Advice to the young at heart

In the fifteen years since I left the Beeb I've employed & supervised a dozen engineers and a couple of runners/work experience types. Some of them have blown me away with how keen they are and other have totally underwhelmed me with their eagerness! If I had any advice then it would fall into a few categories

  • Timekeeping - the difference between being a few minutes early and a bit late equates to maybe ten minutes extra in bed but from your supervisor's point of view it is a world of difference. Are you serious about what you do or are you just showing up so that you get your pay cheque? The Micawber principle applies. Also - the people who I've known who are easy about their timekeeping at the start of the working day tend to be sticklers come the end of it.
  • Are you aiming to give your best or merely doing as little as you can get away with? I know modern employment law encourages the latter - all this business of verbal and then several written warnings means that lazy people can gauge where the bar is and then stay just above it. The irony is that people who set out to impress the boss with how hard they work invariably enjoy their labour more and the day flies by.
  • Do you try and better yourself during the quiet periods - if you're an engineer then no doubt there are areas where you know little and knowing more would make you a better, more rounded individual. In my line (broadcast engineering) I've known lots of people who do what they do and nothing else - vision engineers who never stray into the workshop to do some equipment maintenance, Avid support engineers who never take an interest in systems design etc. If you call yourself a television engineer then you should (as a matter of course) be able to (or at least aiming yourself towards) rack a studio camera, build and configure an Avid/FCP workstation from scratch, re-head and align a VTR, calibrate a grade-1 monitor and configure a variety of internet routers and firewalls. Specialisation is for insects.
  • Take your employer's IT seriously - I knew one engineer who religiously backed-up his pr0n and illegal MP3 collection but never bothered with his work - when his laptop's drive died we lost a load of customer data, but at least the filth and music was safe! After all - someone else is paying for the computer and bandwidth and if you're doing more personal stuff on work time than actual work then something is wrong. Also - if you're serious get to know all three modern OSes - knowing Linux as well as the MacOS and Windows inside out can only make you better at IT in general. Those engineers I know who have bothered to move out of their Windows comfort zone are all the better for it.
  • Spread all you learn around - trying to cultivate a guru status makes no sense - do you really want to be the only engineer who gets the call at three AM?!
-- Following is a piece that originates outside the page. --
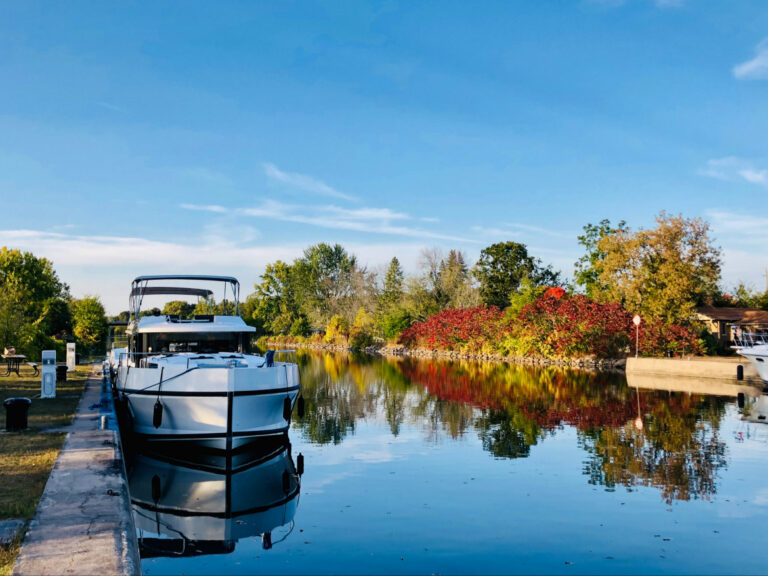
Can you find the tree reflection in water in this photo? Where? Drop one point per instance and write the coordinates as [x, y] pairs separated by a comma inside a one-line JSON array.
[[512, 408]]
  • Take electrical, chemical and mechanical safety very seriously. If you're responsible for PAT testing a system do it twice. If you can test something both by measuring it and then using the system it's intended for then do it - nobody likes to have to return to a system that should have been left working.
  • Finally - don't view anything as being beneath you - if something needs doing and you can then you'll be all the better for getting it done. Have you got a couple of hours to kill and the workshop needs sweeping - I do it.